ADWIN (ADaptive WINdowing) is a popular drift detection method with mathematical guarantees. ADWIN efficiently keeps a variable-length window of recent items; such that it holds that there has no been change in the data distribution. This window is further divided into two sub-windows \((W_0, W_1)\) used to determine if a change has happened. ADWIN compares the average of \(W_0\) and \(W_1\) to confirm that they correspond to the same distribution. Concept drift is detected if the distribution equality no longer holds. Upon detecting a drift, \(W_0\) is replaced by \(W_1\) and a new \(W_1\) is initialized. ADWIN uses a significance value \(\delta=\in(0,1)\) to determine if the two sub-windows correspond to the same distribution.

Parameters

  • delta

    Default0.002

    Significance value.

  • clock

    Default32

    How often ADWIN should check for changes. 1 means every new data point, default is 32. Higher values speed up processing, but may also lead to increased delay in change detection.

  • max_buckets

    Default5

    The maximum number of buckets of each size that ADWIN should keep before merging buckets. The idea of data buckets comes from the compression algorithm introduced in the ADWIN2, the second iteration of the ADWIN algorithm presented in the original research paper. This is the ADWIN version available in River.

  • min_window_length

    Default5

    The minimum length allowed for a subwindow when checking for concept drift. Subwindows whose size is smaller than this value will be ignored during concept drift evaluation.
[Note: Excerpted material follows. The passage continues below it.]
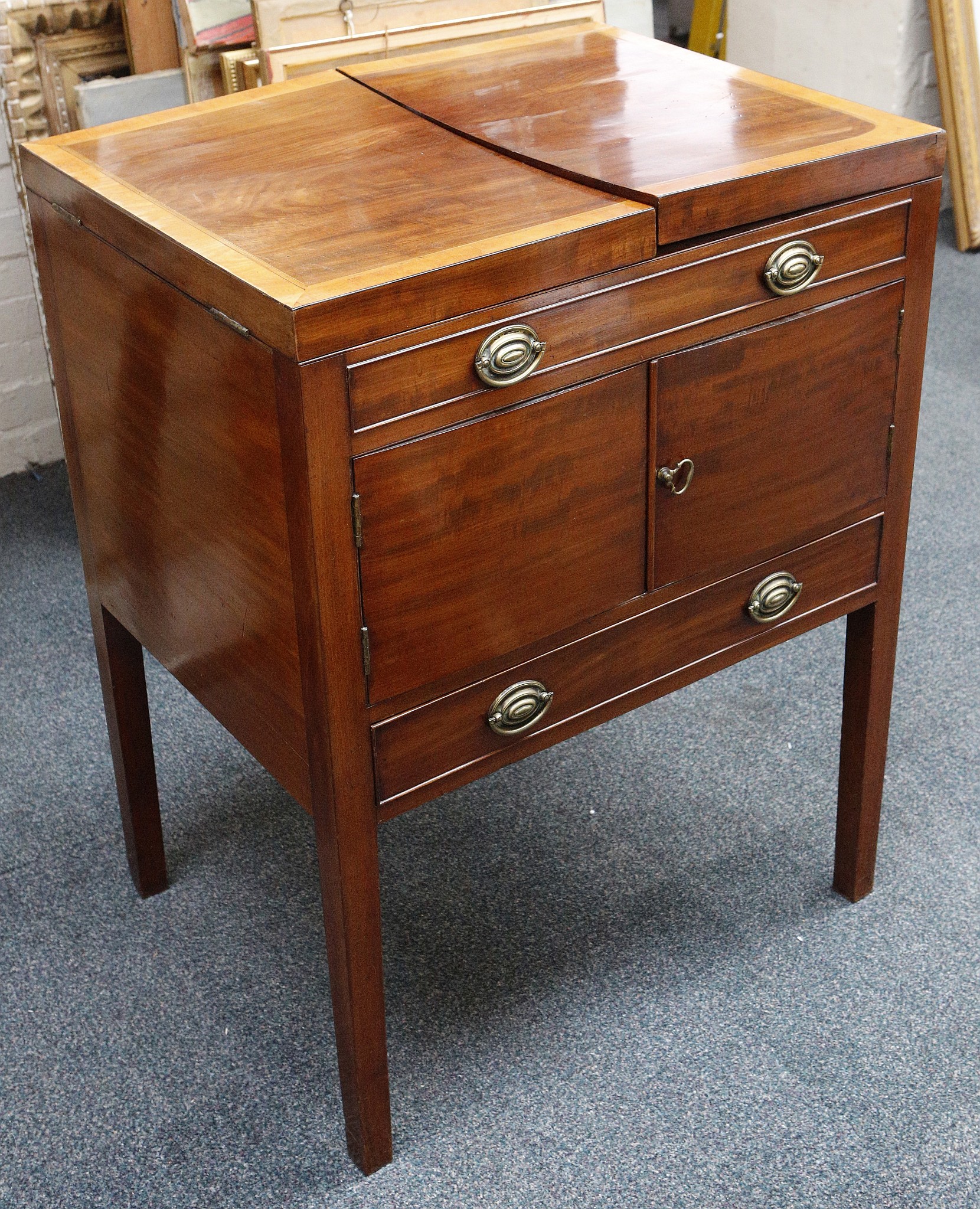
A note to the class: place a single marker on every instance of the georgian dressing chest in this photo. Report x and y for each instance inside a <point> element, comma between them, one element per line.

Lower values may decrease delay in change detection but may also lead to more false positives.

  • grace_period

    Default10

    ADWIN does not perform any change detection until at least this many data points have arrived.

Attributes

  • drift_detected

    Whether or not a drift is detected following the last update.

  • estimation

    Estimate of mean value in the window.

  • n_detections

    The total number of detected changes.

  • total

    The sum of the stored elements.

  • variance

    The sample variance within the stored (adaptive) window.

  • width

    Window size

Examples

import random
from river import drift

rng = random.Random(12345)
adwin = drift.ADWIN()

data_stream = rng.choices([0, 1], k=1000) + rng.choices(range(4, 8), k=1000)

for i, val in enumerate(data_stream):
    adwin.update(val)
    if adwin.drift_detected:
        print(f"Change detected at index {i}, input value: {val}")
Change detected at index 1023, input value: 4

Methods

update

Update the change detector with a single data point.

Apart from adding the element value to the window, by inserting it in the correct bucket, it will also update the relevant statistics, in this case the total sum of all values, the window width and the total variance.

Parameters

  • x'int | float'

Returns

DriftDetector: self


  1. Albert Bifet and Ricard Gavalda. "Learning from time-changing data with adaptive windowing." In Proceedings of the 2007 SIAM international conference on data mining, pp. 443-448. Society for Industrial and Applied Mathematics, 2007.